Uncertainty and Probabilistic Reasoning II

• An example of Bayesian reasoning
  You would like to know the chance that it will rain within the next day on a particular planet. You can see that there are green clouds in the sky but no purple clouds. You also know that the chance of rain in general during this season is .1, that when it's raining there have been green clouds in the sky during the past day 60% of the time and purple clouds in the sky 30% of the time, and that when it isn't raining there have been green clouds in the sky during the last day 20% of the time and purple clouds 50% of the time. Calculate the probability that it will rain, making the usual simplifying assumptions. Also explain what these assumptions are.
• Fallacies in human probabilistic judgement (Tversky & Kahneman)
  • Some tests
    1. Which are more frequent, words beginning with the letter 'R' or words in which 'R' is the third letter?
    2. What's the result of the calculation: 1 X 2 X 3 X 4 X 5 X 6 X 7 X 8? (Average response: 512) What's the result of the calculation: 8 X 7 X 6 X 5 X 4 X 3 X 2 X 1? (Average response: 2,250) (Right answer: 40,320).
    3. You are playing roulette and observe the sequence: Red Red Red Red Red. What color should you bet on next?
    4. A certain town has two hospitals: one is large and has about 45 births per day; the other is small and has about 15 births per day. Assuming that boys are equally likely as girls, is there any difference between the hospitals in the number of days on which 60% or more of the babies born are boys?

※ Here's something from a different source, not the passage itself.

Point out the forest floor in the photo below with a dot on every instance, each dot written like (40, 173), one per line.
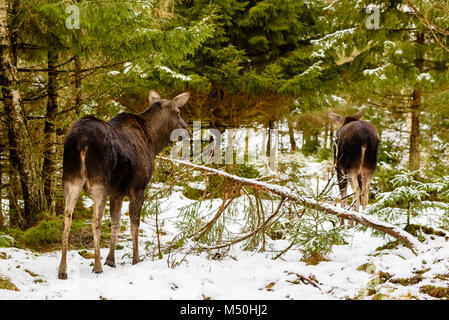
(360, 269)
(357, 270)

    5. Bill is 34 years old. He is intelligent, but unimaginative, compulsive, and generally lifeless. In school, he was strong in math but weak in social studies and humanities. How likely would you rate (on a scale of 1 to 7) each of the following propositions?

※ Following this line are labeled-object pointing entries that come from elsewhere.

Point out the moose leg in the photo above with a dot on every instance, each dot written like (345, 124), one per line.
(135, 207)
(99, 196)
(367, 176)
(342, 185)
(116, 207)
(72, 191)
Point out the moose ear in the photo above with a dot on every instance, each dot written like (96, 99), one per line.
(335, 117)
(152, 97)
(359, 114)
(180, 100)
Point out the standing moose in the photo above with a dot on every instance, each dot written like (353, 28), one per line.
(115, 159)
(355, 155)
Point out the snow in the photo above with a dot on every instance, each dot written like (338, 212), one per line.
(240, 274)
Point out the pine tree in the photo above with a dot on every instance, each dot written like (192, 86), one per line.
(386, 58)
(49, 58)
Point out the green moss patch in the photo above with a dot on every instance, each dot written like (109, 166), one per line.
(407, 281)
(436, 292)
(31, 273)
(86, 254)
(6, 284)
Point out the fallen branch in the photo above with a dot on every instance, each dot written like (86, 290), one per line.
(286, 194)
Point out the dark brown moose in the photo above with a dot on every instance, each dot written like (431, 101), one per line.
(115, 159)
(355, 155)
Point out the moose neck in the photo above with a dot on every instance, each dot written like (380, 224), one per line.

       1. Bill is an accountant.
       2. Bill is an accountant who plays jazz for a hobby.
       3. Bill is a physician who plays poker for a hobby.
       4. Bill is an architect.
       5. Bill climbs mountains for a hobby.

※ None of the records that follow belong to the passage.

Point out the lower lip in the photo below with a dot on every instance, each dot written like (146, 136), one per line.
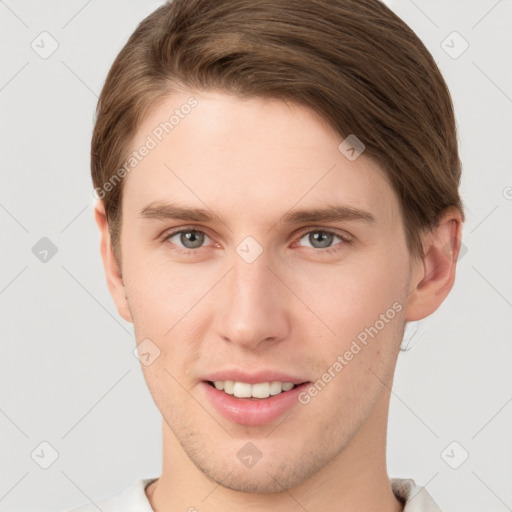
(253, 412)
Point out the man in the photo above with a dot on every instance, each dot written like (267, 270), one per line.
(277, 189)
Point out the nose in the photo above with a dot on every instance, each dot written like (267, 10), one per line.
(254, 307)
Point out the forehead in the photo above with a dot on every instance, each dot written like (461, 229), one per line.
(258, 156)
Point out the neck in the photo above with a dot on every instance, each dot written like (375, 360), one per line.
(355, 479)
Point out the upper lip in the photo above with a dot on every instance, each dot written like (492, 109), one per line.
(254, 377)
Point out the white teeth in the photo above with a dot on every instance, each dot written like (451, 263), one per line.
(259, 390)
(228, 386)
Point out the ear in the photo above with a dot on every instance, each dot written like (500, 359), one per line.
(112, 270)
(433, 275)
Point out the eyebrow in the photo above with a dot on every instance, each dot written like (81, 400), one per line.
(330, 213)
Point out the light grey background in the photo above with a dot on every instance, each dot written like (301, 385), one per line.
(69, 377)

       6. Bill plays jazz for a hobby.
    6. Which of the following lotteries would you prefer?
       A: 80% chance at $4000
       B: 100% chance at $3000
    7. Which of the following lotteries would you prefer?
       C: 20% chance at $4000
       D: 25% chance at $3000
• Some events are perceived as so unique that past history does not seem relevant to the evaluation of their likelihood. Instead we create scenarios. The plausibility of the scenarios that come to mind, or the difficulty of producing them, serve as clues about the likelihood of the event.
• People are risk-averse with high probability events but are willing to take more risks with unlikely payoffs.